I run because running in that short interval, in a hectic world full of responsibilities and worries, shuts off my thinking brain and allows it to roam and swim freely in the moment. When I run alone, I prefer to run the same route as I mostly do (or I did, and hope to repeat), because that way I’m familiar with every random tree root, metal grate, and trail segment prone to mud or puddles. , so I don’t need to think about being careful. At what speed? I have no idea and it doesn’t matter.
In this state of mind, I absorb the world I often forget – the smaller things like the beauty of the Capitol and the splendor of the Hudson River or the tinkling of the sticky carousel in front of the Smithsonian. And the problems are seemingly suddenly resolved. It’s the perfect sentence to start an article I’m struggling with. A birthday present for a friend who has everything. How to resolve sibling conflict? When I’ve finished the three to four miles, I feel physically tired but emotionally energized – now excited about the plans waiting to be activated.
What motivated me during months of grueling physical therapy and rehabilitation was the need to recapture that emotional nourishment that running provides.
Physical rehabilitation from a head injury is the opposite of the mental freedom of running. Every time you step on to walk, you need to think and consciously plan how to avoid a small root or rock on the pavement. Turn your head to watch the view and it will throw you off balance.
You concentrate on each muscle group so that it learns to move properly again. It contains tens of thousands of repetitions There are hundreds of muscles that need to relearn their proper roles to teach your brain a simple movement. Even walking on the beach isn’t liberating – it takes hard work and concentration: heel strike first, then toe rolling.

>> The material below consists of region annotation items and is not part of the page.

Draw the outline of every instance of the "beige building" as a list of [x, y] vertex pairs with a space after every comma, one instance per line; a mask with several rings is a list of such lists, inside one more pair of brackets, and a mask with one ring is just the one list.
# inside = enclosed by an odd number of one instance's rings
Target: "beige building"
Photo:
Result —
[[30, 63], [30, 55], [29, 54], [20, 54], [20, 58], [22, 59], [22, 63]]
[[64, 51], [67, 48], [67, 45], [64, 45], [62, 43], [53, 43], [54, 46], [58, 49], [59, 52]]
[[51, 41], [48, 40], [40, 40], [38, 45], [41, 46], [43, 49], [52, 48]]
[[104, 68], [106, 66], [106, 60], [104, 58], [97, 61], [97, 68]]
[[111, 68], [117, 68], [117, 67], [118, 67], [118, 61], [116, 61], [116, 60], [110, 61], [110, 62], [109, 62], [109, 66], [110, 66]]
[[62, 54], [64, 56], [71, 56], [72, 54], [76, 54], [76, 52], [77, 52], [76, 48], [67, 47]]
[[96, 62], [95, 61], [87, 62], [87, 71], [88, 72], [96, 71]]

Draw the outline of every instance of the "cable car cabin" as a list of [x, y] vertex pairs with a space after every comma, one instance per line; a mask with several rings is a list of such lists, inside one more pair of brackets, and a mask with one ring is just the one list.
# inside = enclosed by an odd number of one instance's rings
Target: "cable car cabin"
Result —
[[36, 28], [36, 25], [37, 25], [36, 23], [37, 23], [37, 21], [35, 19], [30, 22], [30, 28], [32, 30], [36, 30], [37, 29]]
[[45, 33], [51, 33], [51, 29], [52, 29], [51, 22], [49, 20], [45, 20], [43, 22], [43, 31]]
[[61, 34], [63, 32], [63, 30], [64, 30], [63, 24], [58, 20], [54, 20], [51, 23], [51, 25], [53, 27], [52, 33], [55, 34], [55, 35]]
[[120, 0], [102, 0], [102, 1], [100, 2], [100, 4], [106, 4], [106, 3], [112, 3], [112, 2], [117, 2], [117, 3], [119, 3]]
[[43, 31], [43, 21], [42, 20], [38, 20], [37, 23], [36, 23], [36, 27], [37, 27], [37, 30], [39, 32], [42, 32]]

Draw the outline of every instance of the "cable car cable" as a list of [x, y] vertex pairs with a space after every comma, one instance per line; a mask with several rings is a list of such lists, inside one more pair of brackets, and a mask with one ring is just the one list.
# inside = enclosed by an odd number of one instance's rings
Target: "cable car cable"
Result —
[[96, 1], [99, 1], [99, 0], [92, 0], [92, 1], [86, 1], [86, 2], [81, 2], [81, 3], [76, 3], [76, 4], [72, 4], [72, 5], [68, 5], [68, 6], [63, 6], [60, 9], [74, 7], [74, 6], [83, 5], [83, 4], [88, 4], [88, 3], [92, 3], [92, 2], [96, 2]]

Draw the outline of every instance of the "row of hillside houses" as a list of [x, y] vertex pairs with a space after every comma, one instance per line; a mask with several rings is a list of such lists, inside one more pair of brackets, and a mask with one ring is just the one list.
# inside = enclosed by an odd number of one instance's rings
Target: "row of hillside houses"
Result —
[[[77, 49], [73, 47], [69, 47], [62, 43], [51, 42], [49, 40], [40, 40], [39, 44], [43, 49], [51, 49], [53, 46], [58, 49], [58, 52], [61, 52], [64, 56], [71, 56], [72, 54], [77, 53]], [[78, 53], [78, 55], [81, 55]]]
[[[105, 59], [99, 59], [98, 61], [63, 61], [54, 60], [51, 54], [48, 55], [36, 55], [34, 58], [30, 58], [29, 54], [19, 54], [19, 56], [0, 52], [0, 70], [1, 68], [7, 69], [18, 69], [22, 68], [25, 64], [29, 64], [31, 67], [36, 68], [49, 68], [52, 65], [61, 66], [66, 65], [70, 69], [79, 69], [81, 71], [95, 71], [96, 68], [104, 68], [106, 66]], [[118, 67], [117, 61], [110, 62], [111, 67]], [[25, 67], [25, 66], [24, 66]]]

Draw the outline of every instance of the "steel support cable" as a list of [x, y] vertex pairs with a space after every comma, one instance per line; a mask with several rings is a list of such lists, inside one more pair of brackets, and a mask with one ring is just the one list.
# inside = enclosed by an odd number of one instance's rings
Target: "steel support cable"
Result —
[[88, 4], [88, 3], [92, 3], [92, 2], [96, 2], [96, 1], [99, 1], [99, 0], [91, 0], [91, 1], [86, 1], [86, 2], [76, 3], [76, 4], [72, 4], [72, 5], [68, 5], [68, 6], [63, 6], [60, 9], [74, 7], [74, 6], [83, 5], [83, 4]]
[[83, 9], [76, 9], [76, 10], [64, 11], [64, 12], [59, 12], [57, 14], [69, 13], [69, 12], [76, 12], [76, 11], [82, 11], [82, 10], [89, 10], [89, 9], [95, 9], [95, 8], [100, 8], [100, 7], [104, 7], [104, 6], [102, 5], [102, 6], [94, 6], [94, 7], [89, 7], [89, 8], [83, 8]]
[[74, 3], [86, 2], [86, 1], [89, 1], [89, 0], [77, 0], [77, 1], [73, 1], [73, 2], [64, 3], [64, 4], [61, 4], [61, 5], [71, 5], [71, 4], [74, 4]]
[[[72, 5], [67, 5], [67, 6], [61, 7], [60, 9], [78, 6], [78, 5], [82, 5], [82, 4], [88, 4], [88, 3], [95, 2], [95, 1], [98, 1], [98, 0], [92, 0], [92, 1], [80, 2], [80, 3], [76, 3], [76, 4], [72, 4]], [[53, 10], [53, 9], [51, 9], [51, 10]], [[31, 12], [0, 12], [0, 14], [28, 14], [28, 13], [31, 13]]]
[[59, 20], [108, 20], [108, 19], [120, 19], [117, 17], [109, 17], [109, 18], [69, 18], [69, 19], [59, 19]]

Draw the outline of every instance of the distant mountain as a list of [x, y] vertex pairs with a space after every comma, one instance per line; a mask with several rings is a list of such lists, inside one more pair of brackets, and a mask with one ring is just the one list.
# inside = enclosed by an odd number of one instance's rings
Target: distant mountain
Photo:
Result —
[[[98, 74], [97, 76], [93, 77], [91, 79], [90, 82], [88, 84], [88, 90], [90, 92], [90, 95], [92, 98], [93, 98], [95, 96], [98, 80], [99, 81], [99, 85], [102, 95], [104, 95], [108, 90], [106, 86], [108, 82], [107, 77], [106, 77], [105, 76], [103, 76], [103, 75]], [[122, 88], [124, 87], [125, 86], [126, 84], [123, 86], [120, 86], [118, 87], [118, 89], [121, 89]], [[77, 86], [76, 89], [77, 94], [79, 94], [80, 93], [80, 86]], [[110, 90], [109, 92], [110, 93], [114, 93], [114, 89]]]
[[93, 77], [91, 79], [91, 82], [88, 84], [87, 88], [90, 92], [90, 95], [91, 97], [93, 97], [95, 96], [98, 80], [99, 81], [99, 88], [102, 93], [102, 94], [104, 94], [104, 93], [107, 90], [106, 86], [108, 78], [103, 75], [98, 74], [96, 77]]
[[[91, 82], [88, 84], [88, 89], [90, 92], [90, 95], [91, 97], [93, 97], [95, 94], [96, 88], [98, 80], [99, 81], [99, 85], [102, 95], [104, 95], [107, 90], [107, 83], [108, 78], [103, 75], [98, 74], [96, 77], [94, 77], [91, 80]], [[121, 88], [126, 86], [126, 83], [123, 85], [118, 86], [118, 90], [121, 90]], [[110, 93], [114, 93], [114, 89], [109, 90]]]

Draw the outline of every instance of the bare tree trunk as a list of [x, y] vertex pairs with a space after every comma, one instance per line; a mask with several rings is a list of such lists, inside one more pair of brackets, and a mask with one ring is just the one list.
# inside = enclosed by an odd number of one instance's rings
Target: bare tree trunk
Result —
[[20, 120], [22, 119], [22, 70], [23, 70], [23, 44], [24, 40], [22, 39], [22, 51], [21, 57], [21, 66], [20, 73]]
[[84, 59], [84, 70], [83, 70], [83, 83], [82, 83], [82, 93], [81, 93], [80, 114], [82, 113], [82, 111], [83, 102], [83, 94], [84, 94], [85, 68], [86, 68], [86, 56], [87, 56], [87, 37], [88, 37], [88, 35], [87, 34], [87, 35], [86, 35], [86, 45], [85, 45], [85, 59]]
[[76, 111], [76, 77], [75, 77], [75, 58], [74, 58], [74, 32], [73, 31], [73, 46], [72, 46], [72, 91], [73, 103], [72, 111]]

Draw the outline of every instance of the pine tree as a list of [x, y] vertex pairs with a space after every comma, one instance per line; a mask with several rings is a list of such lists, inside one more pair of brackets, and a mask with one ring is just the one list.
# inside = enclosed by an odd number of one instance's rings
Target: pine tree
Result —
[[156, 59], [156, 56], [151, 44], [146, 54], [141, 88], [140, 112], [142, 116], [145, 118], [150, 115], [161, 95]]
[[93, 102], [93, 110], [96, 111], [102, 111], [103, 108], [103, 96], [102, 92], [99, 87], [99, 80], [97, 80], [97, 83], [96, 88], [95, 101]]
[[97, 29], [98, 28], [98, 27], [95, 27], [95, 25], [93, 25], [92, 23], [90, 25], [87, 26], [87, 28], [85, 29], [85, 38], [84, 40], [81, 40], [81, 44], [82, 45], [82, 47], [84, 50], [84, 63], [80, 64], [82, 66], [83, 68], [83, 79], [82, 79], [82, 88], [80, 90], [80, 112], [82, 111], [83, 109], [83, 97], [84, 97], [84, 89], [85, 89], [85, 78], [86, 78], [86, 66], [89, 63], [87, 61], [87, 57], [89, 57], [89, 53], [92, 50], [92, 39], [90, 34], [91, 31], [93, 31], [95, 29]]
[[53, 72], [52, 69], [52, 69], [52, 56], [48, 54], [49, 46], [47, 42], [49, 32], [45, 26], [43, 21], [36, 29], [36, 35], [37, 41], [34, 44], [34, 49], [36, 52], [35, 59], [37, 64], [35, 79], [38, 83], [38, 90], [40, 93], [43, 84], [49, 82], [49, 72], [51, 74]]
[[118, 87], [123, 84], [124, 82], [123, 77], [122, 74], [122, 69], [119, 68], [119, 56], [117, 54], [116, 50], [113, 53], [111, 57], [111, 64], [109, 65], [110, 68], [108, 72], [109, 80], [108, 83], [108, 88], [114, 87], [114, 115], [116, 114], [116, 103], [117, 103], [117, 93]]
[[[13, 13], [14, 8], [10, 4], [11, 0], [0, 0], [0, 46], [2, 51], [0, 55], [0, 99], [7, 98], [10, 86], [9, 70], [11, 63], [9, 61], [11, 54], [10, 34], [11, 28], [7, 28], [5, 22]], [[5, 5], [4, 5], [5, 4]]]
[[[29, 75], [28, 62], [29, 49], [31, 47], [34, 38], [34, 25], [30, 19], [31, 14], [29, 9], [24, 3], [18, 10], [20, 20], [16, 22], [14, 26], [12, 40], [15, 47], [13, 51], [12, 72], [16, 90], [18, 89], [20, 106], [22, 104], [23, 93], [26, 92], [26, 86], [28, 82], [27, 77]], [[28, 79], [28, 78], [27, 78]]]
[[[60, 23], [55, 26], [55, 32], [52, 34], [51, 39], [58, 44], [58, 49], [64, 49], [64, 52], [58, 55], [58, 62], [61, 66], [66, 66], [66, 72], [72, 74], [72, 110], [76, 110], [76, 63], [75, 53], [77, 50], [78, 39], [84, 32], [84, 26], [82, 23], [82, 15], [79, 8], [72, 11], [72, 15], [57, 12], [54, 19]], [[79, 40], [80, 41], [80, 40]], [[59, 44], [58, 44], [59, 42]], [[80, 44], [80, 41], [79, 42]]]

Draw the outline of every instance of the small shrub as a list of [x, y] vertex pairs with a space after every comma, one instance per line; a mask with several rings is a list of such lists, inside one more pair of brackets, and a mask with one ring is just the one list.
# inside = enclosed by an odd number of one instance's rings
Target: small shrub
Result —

Pay attention to the glutes and adjust to stabilize for the slope of the sand and the small push of an incoming ripple.
The good news is that the brain is miraculously resilient, often able to reconnect its damaged circuits through intense training – an ability called “neuroplasticity.” The bad news is that it learns slowly, nerves grow 1 millimeter a day, and it takes time for the brain to look for workarounds to irreparably damaged circuits. So recovery can take years. My progress is slow but tangible, and I don’t know when or if it will stop.
Today I can cautiously (albeit a little clumsily) walk at a normal pace. I can swim, drive and cook dinner. I can walk up stairs without holding the railing. Most patients my age can be satisfied. Not me. Being able to run again is my Mount Everest. (And to all the doctors who stopped me from running: Studies in last decade They showed that running can actually be beneficial for the knees, perhaps even preventing degenerative arthritis.)